Les clercs, laïcs au service du très haut, vous êtes nombreux en Savoie, Monseigneur Néocor, Hiérarchie oblige, il est cité en premier. Charlemagne, Victor qui voulais me recruter dans son partie
politique. Haeven, Eden*, Cedrik. Awenna, Morell, Eleanor, Pour ceux que j’ai rencontré. Ce fus un honneurs de servir le Très-Haut à vos cotés. Pensez à faire vivre le conseil Interprovincial. Il
est utile tout de même. Pensez surtout à défendre la Foy comme vous l’avez fait chaque jour jusqu’ici. Monseigneur, Pères, Mères, Frères, Soeurs, merci. Ambroise. Je cite ton nom, je n’ose rien
écrire, je ne saurais d’ailleurs. Modimir. Merci pour l’orgue d’Annecy et vos douces notes de musique. Ne vous inquiétez pas l’orgue résonnera un jour.
Agedam: Ha si toi je te retrouve sur les routes, tu tâteras de mon bâton de pèlerin, histoire de te faire rentrer dans la tête qu’on est pas insultant et agressif juste par plaisir. Je ne
t’aurais jamais compris.
Je n’ai oublié personne ne vous inquiétez pas, ce n’est pas parce que vous n’êtes pas dans cette liste que je ne vous ai pas aimé et n’avais pas de chose à vous dire. C’est que soit je n’y ai pas
pensé, ou alors que je ne pouvais pas le dire.

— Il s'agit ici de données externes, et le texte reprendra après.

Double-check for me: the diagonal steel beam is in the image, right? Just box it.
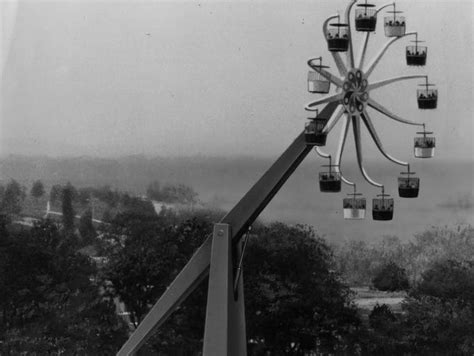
[117,103,339,356]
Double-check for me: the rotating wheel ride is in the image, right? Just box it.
[305,0,438,221]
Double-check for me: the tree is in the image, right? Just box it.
[1,179,24,215]
[79,209,97,245]
[403,260,474,355]
[62,183,75,232]
[30,180,45,198]
[146,180,161,201]
[49,184,64,203]
[0,221,126,355]
[244,223,360,355]
[372,262,410,292]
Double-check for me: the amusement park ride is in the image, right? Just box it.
[118,0,438,356]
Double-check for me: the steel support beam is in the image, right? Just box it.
[203,224,247,356]
[117,102,339,356]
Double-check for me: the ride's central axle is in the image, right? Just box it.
[342,69,369,114]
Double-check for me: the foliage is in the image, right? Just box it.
[372,261,410,292]
[396,260,474,354]
[0,179,25,215]
[244,223,359,354]
[62,183,75,232]
[369,304,397,330]
[335,225,474,286]
[49,184,63,203]
[410,260,474,303]
[78,209,97,245]
[30,180,45,198]
[0,221,126,355]
[103,207,212,355]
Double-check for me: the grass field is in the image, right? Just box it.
[351,287,407,319]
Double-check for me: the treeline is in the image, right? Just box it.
[146,181,198,204]
[0,179,198,221]
[333,225,474,286]
[0,179,474,356]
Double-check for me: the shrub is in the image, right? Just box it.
[372,262,410,292]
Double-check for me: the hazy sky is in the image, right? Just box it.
[0,0,474,159]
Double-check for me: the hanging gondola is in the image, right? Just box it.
[355,0,377,32]
[406,33,428,66]
[326,19,349,52]
[308,57,331,94]
[414,124,436,158]
[304,110,328,146]
[319,156,341,193]
[398,166,420,198]
[384,3,406,37]
[416,77,438,109]
[343,184,366,220]
[372,187,394,221]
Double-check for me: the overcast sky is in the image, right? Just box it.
[0,0,474,159]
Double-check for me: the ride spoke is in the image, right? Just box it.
[361,111,409,167]
[367,98,423,126]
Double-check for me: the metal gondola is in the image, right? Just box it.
[308,57,331,94]
[343,184,367,220]
[326,18,349,52]
[355,0,377,32]
[304,110,328,146]
[398,166,420,198]
[372,187,394,221]
[384,3,406,37]
[416,77,438,109]
[406,33,428,66]
[414,124,436,158]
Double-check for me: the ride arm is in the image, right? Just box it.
[365,32,416,77]
[367,75,428,91]
[307,58,344,88]
[352,116,383,188]
[334,114,355,186]
[361,111,409,167]
[117,103,338,356]
[344,0,357,68]
[367,98,423,126]
[323,15,347,77]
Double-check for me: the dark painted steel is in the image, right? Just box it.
[117,102,339,356]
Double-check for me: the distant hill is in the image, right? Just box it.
[0,155,474,240]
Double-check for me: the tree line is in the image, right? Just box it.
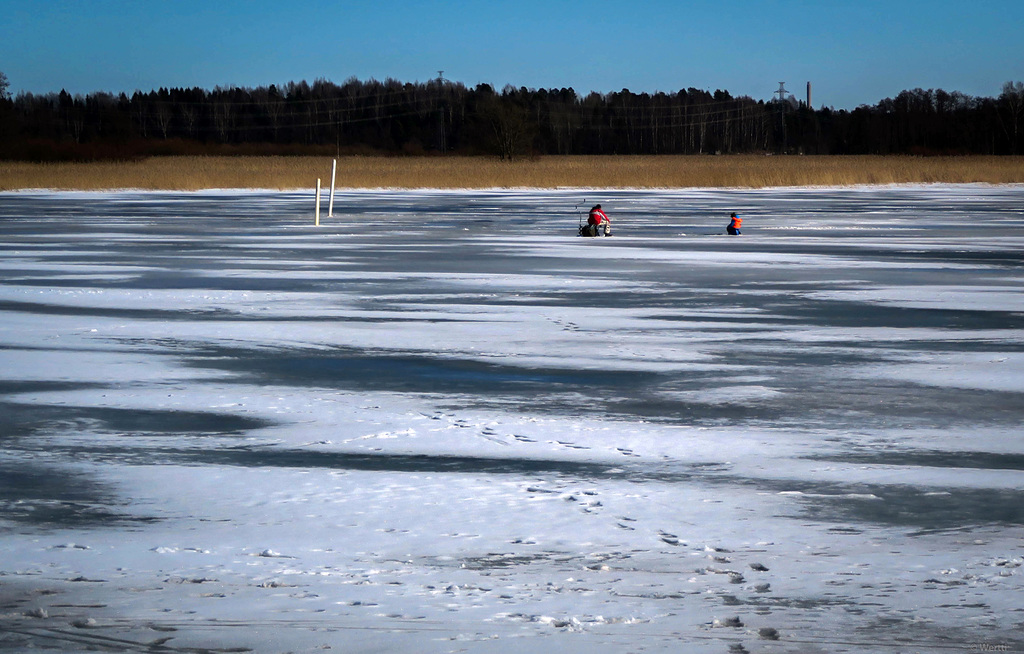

Je vous aime tous mes Frères et Sœur. Que la Foy en Aristote vous rende fort, autant au champ de blé qu’au champ de bataille.
Que cela soit dis à tous!
"Chacun a son point faible. Moi, c'est l'amitié." (St Grégoire de Naziance)
Fait à Annecy, par Guillaume de baskerville, en ce très saint jour du 5, du mois de novembre de l'an de Grâce MCDLVIII, en ce jour de fête de saint
Vicaire D'Annecy,
Nonce Apostolique de Savoie
Homme à votre service.
Guillaume de Baskerville (IG: g_de_b).